Libya is key launchpad for migrants trying to reach Europe

By AFP - Jan 08,2018 - Last updated at Jan 08,2018

A migrant child is carried as other migrants in a dingy are rescued by Libyan coast guards off the coast of Garabulli, east of Tripoli, Libya, on Monday (Reuters photo)

CATANIA, Italy — Ten migrants perished over the weekend and dozens are missing, including children, after their boat sank off the Libyan coast, aid organisations said Monday.

An inflatable boat loaded with men, women and children left Garabulli, 50 kilometres east of Tripoli, on Friday night, but after eight or nine hours it began to deflate and take on water. 

Several people fell overboard, while others clung on to what was left of the boat as the bodies of drowned victims floated in the sea.

The Libyan navy and Italian coastguard rescued 86 people and recovered the bodies of six women and two men.
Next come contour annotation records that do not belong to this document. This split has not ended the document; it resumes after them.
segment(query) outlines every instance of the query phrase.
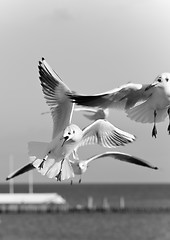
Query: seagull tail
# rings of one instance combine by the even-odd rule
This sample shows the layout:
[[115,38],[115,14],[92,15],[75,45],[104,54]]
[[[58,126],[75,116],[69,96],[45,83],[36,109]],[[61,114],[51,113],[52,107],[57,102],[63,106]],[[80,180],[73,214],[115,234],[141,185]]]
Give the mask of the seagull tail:
[[[147,102],[141,103],[126,111],[127,116],[136,122],[153,123],[154,109],[151,109]],[[167,110],[157,110],[156,122],[162,122],[167,116]]]
[[98,118],[96,118],[96,113],[93,113],[92,115],[89,115],[89,114],[83,114],[87,119],[91,120],[91,121],[95,121],[97,120]]
[[26,172],[28,172],[28,171],[30,171],[30,170],[33,170],[33,169],[35,169],[35,167],[32,165],[32,163],[28,163],[27,165],[19,168],[19,169],[16,170],[15,172],[11,173],[11,174],[6,178],[6,180],[10,180],[10,179],[12,179],[12,178],[14,178],[14,177],[17,177],[17,176],[19,176],[19,175],[21,175],[21,174],[23,174],[23,173],[26,173]]
[[61,161],[55,162],[55,164],[53,164],[53,166],[51,166],[51,168],[47,171],[47,176],[49,178],[57,178],[57,175],[59,174],[60,170],[61,170],[61,178],[60,178],[61,181],[74,177],[73,168],[69,160],[67,159],[64,159],[62,166],[61,166]]

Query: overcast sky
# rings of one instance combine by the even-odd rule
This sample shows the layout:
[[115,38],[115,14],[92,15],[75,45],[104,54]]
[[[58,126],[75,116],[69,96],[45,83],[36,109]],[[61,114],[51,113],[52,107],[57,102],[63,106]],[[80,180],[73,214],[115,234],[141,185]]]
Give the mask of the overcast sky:
[[[0,0],[0,181],[28,162],[27,142],[50,141],[52,120],[41,112],[45,103],[38,79],[38,61],[47,62],[74,91],[100,93],[127,82],[151,83],[170,72],[169,0]],[[111,110],[109,121],[137,136],[116,151],[141,157],[154,171],[113,159],[93,162],[83,182],[170,182],[168,118],[152,124],[129,120]],[[90,122],[76,112],[73,122]],[[79,150],[86,159],[106,151],[101,146]],[[111,149],[109,149],[111,150]],[[16,181],[27,181],[28,175]],[[55,182],[34,172],[37,182]]]

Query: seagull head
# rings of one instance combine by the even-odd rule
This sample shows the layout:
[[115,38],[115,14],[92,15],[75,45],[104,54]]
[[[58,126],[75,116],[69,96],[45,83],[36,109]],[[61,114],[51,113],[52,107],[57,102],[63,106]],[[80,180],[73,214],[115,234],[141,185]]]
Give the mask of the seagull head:
[[88,168],[88,163],[86,161],[79,162],[79,168],[81,169],[82,173],[86,172]]
[[145,91],[154,87],[170,88],[170,73],[162,73],[158,75],[154,82],[145,88]]
[[[72,140],[74,142],[79,142],[83,136],[82,130],[75,124],[71,124],[64,130],[63,137],[64,139],[63,144],[66,141]],[[62,144],[62,145],[63,145]]]

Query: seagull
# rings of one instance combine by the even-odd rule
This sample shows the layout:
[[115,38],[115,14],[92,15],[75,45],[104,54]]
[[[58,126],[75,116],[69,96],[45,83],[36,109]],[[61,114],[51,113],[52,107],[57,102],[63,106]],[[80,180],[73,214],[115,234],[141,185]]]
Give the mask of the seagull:
[[152,137],[157,136],[156,123],[169,116],[170,134],[170,73],[156,77],[152,84],[127,83],[108,92],[95,95],[69,93],[77,105],[98,108],[118,108],[127,116],[141,123],[153,123]]
[[[95,159],[99,159],[99,158],[106,158],[106,157],[111,157],[116,160],[136,164],[136,165],[143,166],[143,167],[148,167],[148,168],[155,169],[155,170],[158,169],[157,167],[151,165],[149,162],[142,160],[138,157],[134,157],[132,155],[126,154],[126,153],[104,152],[101,154],[94,155],[93,157],[90,157],[87,160],[70,160],[74,174],[80,176],[79,183],[81,183],[81,175],[87,171],[88,164],[91,161],[93,161]],[[35,169],[35,166],[32,163],[28,163],[28,164],[24,165],[23,167],[19,168],[18,170],[14,171],[13,173],[11,173],[6,178],[6,180],[10,180],[14,177],[17,177],[17,176],[24,174],[28,171],[31,171],[33,169]]]
[[72,124],[74,103],[67,95],[71,90],[44,58],[39,61],[38,69],[44,98],[53,119],[53,134],[50,142],[29,142],[28,155],[42,175],[58,181],[74,177],[69,156],[72,153],[77,159],[76,151],[80,146],[99,144],[111,148],[135,140],[134,135],[116,128],[104,119],[93,122],[83,130]]

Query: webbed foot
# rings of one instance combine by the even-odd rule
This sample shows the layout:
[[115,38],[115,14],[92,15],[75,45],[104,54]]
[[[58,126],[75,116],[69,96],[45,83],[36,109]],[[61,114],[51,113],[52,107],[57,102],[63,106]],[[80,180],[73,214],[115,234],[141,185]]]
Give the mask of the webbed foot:
[[170,123],[169,123],[169,125],[168,125],[167,131],[168,131],[168,133],[170,134]]
[[43,168],[43,166],[44,166],[44,162],[45,162],[45,159],[43,159],[42,162],[40,163],[40,165],[39,165],[39,167],[38,167],[39,170],[41,170],[41,169]]
[[152,137],[155,137],[156,138],[156,135],[157,135],[157,129],[156,129],[156,126],[154,125],[153,129],[152,129]]
[[57,178],[57,181],[61,182],[61,173],[62,171],[60,170],[60,172],[55,176],[55,178]]

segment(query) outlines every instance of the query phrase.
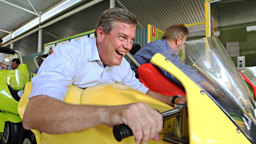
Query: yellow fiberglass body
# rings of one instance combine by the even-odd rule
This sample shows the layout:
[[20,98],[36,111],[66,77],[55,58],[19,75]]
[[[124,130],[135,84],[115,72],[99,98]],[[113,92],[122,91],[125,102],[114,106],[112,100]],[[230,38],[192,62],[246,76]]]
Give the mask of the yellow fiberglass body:
[[[177,78],[186,90],[189,143],[250,143],[243,133],[237,132],[236,126],[199,87],[180,69],[165,59],[163,55],[157,54],[151,61],[152,63]],[[19,114],[22,118],[30,91],[31,83],[28,83],[18,106]],[[104,105],[143,102],[160,112],[173,109],[159,101],[120,84],[98,85],[84,90],[71,85],[65,101],[74,104]],[[161,132],[163,134],[161,135],[161,137],[164,134],[173,129],[173,124],[172,119],[165,122],[165,127]],[[169,124],[171,126],[170,128],[167,127]],[[114,138],[112,131],[112,128],[99,126],[76,133],[61,135],[52,135],[44,133],[41,134],[38,131],[35,133],[39,144],[135,143],[133,137],[118,142]],[[158,142],[150,140],[147,143],[169,143],[161,139]]]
When the survivors arrived in Catania in Sicily on Monday, they said the boat had left with 140 to 150 people on board, meaning dozens were missing, including 15 women and six children aged two to six, according to aid groups — the United Nations High Commissioner for Refugees (UNHCR), the International Organisation for Migration (IOM) and Doctors without Borders.

"We saved 86 migrants," Maria Rita Agliozzo, an Order of Malta doctor on the Italian coastguard vessel, told Radio Radicale.

"We did many resuscitations. We resuscitated two children — a two-year-old and a three-year-old — and also a woman."

 The IOM and UNHCR said the migrants came from The Gambia, Guinea, Sierra Leone, Mali, Ivory Coast, Senegal, Cameroon and Nigeria.

The bodies of another two women were found on Sunday by the Libyan navy, which had rescued 290 others from two boats in distress.

Since the 2011 fall and killing of longtime dictator Muammar Qadhafi, Libya has become a key launch pad for migrants making desperate bids to reach Europe, often on unseaworthy vessels.

Last year alone, 3,116 people died attempting the crossing, according to the IOM.

 

There was a sharp drop in arrivals in Italy during the second half of 2017 following efforts by Rome to discourage migrants from attempting the crossing.